I have the late 2013 rMBP 15" with discrete 750M. Whenever I want to use the HDMI out port, I need to turn on the discrete GPU from gfxCardStatus.
This is the one downside to the dGPU models. On the dGPU models, ALL external video ports (Thunderbolt/MiniDP and HDMI) are physically connected to the dGPU *only*. If you have a dGPU and you plug in an external display, the dGPU will be forced on. gfxCardStatus can't do anything about this as it is a physical/hardware engineering issue. On iGPU-only models, of course, the iGPU is driving all external displays.
Another similar issue exists with Boot Camp on dGPU. If you boot a non-OS X operating system on a MBP with discrete and integrated GPUs, the MBP's EFI will only expose the dGPU to the operating system. So when you are running Windows, for example, on a dGPU MBP, the dGPU is the only graphics chip you can use in Windows. Windows won't even see the iGPU. Again, obviously, on an iGPU-only model, Windows uses the one-and-only GPU that is present, the iGPU.
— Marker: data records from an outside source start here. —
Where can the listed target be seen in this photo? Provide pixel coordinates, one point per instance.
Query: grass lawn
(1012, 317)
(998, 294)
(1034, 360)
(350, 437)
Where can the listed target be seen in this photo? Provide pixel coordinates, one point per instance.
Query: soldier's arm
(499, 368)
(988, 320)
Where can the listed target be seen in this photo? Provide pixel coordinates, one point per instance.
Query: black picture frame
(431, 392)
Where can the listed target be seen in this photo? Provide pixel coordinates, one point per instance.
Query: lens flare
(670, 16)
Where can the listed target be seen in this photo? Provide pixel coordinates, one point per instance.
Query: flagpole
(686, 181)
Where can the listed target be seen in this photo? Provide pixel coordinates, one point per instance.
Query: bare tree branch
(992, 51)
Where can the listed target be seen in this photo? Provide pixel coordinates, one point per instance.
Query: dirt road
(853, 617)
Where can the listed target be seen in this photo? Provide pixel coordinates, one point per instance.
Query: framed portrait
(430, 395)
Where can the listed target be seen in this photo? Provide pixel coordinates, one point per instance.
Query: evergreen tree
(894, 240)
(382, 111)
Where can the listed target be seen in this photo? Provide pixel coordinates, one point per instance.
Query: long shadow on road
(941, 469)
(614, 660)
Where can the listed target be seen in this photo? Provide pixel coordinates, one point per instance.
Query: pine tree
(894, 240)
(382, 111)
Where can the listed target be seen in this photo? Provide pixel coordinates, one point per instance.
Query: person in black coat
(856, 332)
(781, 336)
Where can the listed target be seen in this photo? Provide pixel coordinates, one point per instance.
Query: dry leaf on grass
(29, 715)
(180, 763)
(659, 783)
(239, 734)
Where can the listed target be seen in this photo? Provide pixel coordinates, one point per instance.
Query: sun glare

Other than those two circumstances, on a dGPU model, gfxCardStatus allows you to override the GPU setting rather than leave selection up to OS X, so assuming that you 1) never hook up an external display and 2) never use Boot Camp/Windows, you can, in theory, get the same kind of battery life out of a dGPU model by simply turning the dGPU off completely, which still gives you the freedom and ability to engage the dGPU when you absolutely need it. Odds are good that if you are in a position to plug an external monitor in that you are also in a position to supply AC power to the laptop, so I imagine that for most people, the external display restriction is generally not a big deal. The Boot Camp issue, though, seems to me as though it is more likely to be a problem.